Discovery API Reference¶
Equation discovery framework for recovering governing equations from data.
SINDy Module¶
SINDy: Sparse Identification of Nonlinear Dynamics.
JAX-native implementation of the SINDy algorithm family for discovering governing equations from time-series data.
Reference
Brunton et al. (2016) "Discovering governing equations from data by sparse identification of nonlinear dynamical systems"
EnsembleSINDyConfig
dataclass
¶
EnsembleSINDyConfig(*, polynomial_degree: int = 2, threshold: float = 0.1, alpha: float = 0.05, max_iter: int = 20, include_trig: bool = False, n_frequencies: int = 1, optimizer: str = 'stlsq', n_models: int = 20, bagging_fraction: float = 0.8, library_dropout: float = 0.0)
Bases: SINDyConfig
Configuration for ensemble SINDy.
Attributes:
| Name | Type | Description |
|---|---|---|
n_models |
int
|
Number of models in the ensemble. |
bagging_fraction |
float
|
Fraction of data for each bootstrap sample. |
library_dropout |
float
|
Fraction of library terms to drop per model. |
SINDyConfig
dataclass
¶
SINDyConfig(*, polynomial_degree: int = 2, threshold: float = 0.1, alpha: float = 0.05, max_iter: int = 20, include_trig: bool = False, n_frequencies: int = 1, optimizer: str = 'stlsq')
Configuration for the SINDy sparse identification algorithm.
Attributes:
| Name | Type | Description |
|---|---|---|
polynomial_degree |
int
|
Maximum polynomial degree for candidate library. |
threshold |
float
|
Sparsity threshold for STLSQ optimizer. |
alpha |
float
|
L2 regularization strength for ridge regression. |
max_iter |
int
|
Maximum STLSQ iterations. |
include_trig |
bool
|
Include trigonometric basis functions. |
n_frequencies |
int
|
Number of Fourier frequencies (if trig enabled). |
optimizer |
str
|
Optimizer name ('stlsq' or 'sr3'). |
WeakSINDyConfig
dataclass
¶
WeakSINDyConfig(*, polynomial_degree: int = 2, threshold: float = 0.1, alpha: float = 0.05, max_iter: int = 20, include_trig: bool = False, n_frequencies: int = 1, optimizer: str = 'stlsq', n_subdomains: int = 100, test_function_order: int = 4)
Bases: SINDyConfig
Configuration for weak-form SINDy (noise-robust variant).
Attributes:
| Name | Type | Description |
|---|---|---|
n_subdomains |
int
|
Number of integration subdomains. |
test_function_order |
int
|
Order of the polynomial test function. |
EnsembleSINDy
¶
EnsembleSINDy(config: EnsembleSINDyConfig)
Ensemble SINDy with bootstrap aggregation for uncertainty.
Fits multiple SINDy models on data subsets (bagging) and reports coefficient statistics (mean, std) across the ensemble.
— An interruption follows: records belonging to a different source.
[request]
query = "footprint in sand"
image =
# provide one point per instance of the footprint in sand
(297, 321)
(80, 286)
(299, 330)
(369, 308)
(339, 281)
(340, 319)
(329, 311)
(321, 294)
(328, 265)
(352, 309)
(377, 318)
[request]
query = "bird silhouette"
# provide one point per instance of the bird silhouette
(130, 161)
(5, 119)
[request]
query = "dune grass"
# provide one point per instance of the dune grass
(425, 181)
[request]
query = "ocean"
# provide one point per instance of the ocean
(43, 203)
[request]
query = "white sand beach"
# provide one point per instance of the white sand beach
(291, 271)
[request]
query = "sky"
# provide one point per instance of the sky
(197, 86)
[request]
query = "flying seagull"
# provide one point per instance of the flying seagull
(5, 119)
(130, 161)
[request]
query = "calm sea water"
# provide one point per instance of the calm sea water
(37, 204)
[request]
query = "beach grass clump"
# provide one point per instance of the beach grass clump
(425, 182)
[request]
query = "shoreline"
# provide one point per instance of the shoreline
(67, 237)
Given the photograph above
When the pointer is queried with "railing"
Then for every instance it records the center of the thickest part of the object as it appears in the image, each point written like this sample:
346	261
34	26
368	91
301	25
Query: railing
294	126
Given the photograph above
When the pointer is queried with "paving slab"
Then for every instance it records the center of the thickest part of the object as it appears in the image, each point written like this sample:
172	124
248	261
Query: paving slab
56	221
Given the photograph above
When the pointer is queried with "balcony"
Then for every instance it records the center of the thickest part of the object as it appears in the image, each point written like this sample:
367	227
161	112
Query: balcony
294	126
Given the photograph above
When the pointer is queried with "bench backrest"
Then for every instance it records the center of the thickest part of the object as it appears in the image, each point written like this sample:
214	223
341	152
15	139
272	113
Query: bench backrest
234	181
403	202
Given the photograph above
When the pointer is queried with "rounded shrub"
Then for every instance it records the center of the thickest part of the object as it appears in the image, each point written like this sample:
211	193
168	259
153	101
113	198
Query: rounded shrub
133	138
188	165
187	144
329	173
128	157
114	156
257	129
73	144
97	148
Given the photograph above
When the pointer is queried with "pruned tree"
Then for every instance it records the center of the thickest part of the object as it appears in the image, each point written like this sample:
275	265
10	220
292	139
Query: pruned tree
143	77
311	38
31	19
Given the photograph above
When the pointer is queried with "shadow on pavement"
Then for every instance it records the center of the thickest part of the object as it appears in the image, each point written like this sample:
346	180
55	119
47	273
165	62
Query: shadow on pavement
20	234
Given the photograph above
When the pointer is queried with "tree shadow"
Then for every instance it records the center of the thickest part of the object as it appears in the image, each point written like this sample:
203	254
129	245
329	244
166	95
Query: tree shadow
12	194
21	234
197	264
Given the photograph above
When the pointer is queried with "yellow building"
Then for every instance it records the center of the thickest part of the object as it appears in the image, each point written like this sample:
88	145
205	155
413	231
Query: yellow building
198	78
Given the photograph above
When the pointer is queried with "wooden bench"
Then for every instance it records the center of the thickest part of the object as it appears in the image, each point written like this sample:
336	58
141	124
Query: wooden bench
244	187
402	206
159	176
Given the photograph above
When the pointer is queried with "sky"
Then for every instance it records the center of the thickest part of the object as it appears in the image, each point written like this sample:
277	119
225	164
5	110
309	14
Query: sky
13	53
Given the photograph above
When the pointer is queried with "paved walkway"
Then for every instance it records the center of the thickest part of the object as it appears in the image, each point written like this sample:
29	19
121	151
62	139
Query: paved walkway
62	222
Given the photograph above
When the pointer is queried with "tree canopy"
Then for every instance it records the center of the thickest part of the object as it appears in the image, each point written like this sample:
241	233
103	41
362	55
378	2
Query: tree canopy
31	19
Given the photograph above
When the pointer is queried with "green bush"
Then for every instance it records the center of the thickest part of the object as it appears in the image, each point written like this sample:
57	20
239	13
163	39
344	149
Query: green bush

This provides uncertainty estimates on discovered equation terms.
Attributes:
| Name | Type | Description |
|---|---|---|
config |
Ensemble configuration. |
|
coef_mean |
ndarray | None
|
Mean coefficients across ensemble, shape (n_targets, n_library). |
coef_std |
ndarray | None
|
Std of coefficients across ensemble, shape (n_targets, n_library). |
coef_list |
list[ndarray]
|
List of all individual model coefficients. |
Parameters:
| Name | Type | Description | Default |
|---|---|---|---|
config
|
EnsembleSINDyConfig
|
Ensemble configuration with n_models, bagging_fraction, etc. |
required |
CandidateLibrary
¶
CandidateLibrary(polynomial_degree: int = 2, include_trig: bool = False, n_frequencies: int = 1, custom_functions: Sequence[Callable] | None = None)
Generates candidate function library for SINDy.
Constructs a feature matrix Theta(x) where each column is a candidate nonlinear function evaluated on the data. The SINDy algorithm then finds the sparse subset of columns that best predicts the derivatives.
Attributes:
| Name | Type | Description |
|---|---|---|
polynomial_degree |
Maximum polynomial degree. |
|
include_trig |
Whether to include sin/cos basis functions. |
|
n_frequencies |
Number of Fourier frequencies. |
|
custom_functions |
Optional list of custom basis functions. |
Parameters:
| Name | Type | Description | Default |
|---|---|---|---|
polynomial_degree
|
int
|
Maximum degree of polynomial terms. |
2
|
include_trig
|
bool
|
Include sin/cos of each feature. |
False
|
n_frequencies
|
int
|
Number of Fourier frequencies (if trig enabled). |
1
|
custom_functions
|
Sequence[Callable] | None
|
List of callables f(x) -> array, where x is (n_samples, n_features) and output is (n_samples, 1) or (n_samples,). |
None
|
SR3
¶
SR3(threshold: float = 0.1, nu: float = 1.0, max_iter: int = 30, tol: float = 1e-05, regularization: str = 'l0')
Sparse Relaxed Regularized Regression optimizer.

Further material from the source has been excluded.